Table of Information about Marathons

An interesting data set to see the effects of goals on what should be a unimodal distrubtion of finish times. The NYT had a good article - https://www.nytimes.com/2014/04/23/upshot/what-good-marathons-and-bad-investments-have-in-common.html?rref=upshot&_r=1
marathon
Author

DS 150

Published

January 25, 2024

Data details

There are 6,888 rows and 5 columns. The data source1 is used to create our data that is stored in our pins table. You can access this pin from a connection to posit.byui.edu using hathawayj/race_info.

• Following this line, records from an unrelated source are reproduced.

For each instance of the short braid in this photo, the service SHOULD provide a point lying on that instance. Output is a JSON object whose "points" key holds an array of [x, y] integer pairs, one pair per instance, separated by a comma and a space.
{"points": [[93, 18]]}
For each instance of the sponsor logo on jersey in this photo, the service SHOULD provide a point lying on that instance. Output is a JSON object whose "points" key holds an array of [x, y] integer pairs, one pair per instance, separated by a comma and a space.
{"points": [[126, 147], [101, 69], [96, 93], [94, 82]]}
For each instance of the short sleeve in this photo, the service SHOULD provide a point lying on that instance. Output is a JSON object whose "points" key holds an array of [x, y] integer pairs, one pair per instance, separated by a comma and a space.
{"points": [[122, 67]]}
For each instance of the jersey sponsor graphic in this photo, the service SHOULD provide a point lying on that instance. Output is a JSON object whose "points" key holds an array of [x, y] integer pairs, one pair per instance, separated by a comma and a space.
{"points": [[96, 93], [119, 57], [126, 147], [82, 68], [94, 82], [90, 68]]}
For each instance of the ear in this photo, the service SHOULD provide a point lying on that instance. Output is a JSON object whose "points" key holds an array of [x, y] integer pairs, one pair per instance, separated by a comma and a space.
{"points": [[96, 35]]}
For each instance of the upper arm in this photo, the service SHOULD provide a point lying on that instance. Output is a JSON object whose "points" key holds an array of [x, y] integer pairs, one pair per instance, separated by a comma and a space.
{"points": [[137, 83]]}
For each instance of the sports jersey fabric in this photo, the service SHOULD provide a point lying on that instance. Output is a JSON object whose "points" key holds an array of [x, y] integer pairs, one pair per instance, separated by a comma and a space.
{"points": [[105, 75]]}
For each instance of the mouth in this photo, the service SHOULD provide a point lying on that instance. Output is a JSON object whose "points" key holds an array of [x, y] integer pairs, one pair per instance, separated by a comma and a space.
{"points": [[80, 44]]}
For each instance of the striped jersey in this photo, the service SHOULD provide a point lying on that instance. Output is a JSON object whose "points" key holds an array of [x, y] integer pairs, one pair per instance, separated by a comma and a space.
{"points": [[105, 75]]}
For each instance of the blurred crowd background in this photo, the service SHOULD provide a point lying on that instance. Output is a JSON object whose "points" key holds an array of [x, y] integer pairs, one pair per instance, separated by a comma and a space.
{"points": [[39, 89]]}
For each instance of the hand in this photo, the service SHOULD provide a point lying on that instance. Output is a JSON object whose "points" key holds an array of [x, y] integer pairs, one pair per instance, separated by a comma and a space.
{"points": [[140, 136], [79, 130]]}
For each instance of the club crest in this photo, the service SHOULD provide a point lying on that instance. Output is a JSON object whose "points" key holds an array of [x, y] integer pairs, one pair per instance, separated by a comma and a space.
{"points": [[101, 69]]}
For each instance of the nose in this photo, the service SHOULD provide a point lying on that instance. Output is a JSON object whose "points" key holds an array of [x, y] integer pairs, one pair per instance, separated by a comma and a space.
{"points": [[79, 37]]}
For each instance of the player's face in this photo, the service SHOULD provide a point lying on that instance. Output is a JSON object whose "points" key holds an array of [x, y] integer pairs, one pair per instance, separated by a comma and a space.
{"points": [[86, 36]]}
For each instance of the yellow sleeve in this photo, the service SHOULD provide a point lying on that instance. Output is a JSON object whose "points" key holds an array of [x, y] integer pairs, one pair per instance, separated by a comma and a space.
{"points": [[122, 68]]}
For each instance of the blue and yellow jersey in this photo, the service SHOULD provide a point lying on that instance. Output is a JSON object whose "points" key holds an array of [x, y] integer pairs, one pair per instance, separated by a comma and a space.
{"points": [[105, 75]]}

This data is available to all.

Variable description

  • year: The year of the marathon
  • marathon: The name of the marathon
  • country: The country where the marathon occurred
  • finishers: The number of finishers at the marathon
  • mean_time: The average finish time in minutes

Variable summary

Variable type: numeric

skim_variable n_missing complete_rate mean sd p0 p25 p50 p75 p100 hist
year 0 1 2007.53 4.73 1970.00 2005.00 2008 2011.0 2013.0 ▁▁▁▂▇
finishers 0 1 1421.21 4166.05 1.00 87.75 224 842.5 50062.0 ▇▁▁▁▁
mean_time 0 1 270.47 35.52 139.07 250.85 263 280.0 614.5 ▁▇▁▁▁

Variable type: character

skim_variable n_missing complete_rate min max empty n_unique whitespace
marathon 0 1 6 64 0 1176 0
country 0 1 2 14 0 43 0
Explore generating code using R
pacman::p_load(pins, tidyverse, downloader, fs, glue, rvest, pins, connectapi)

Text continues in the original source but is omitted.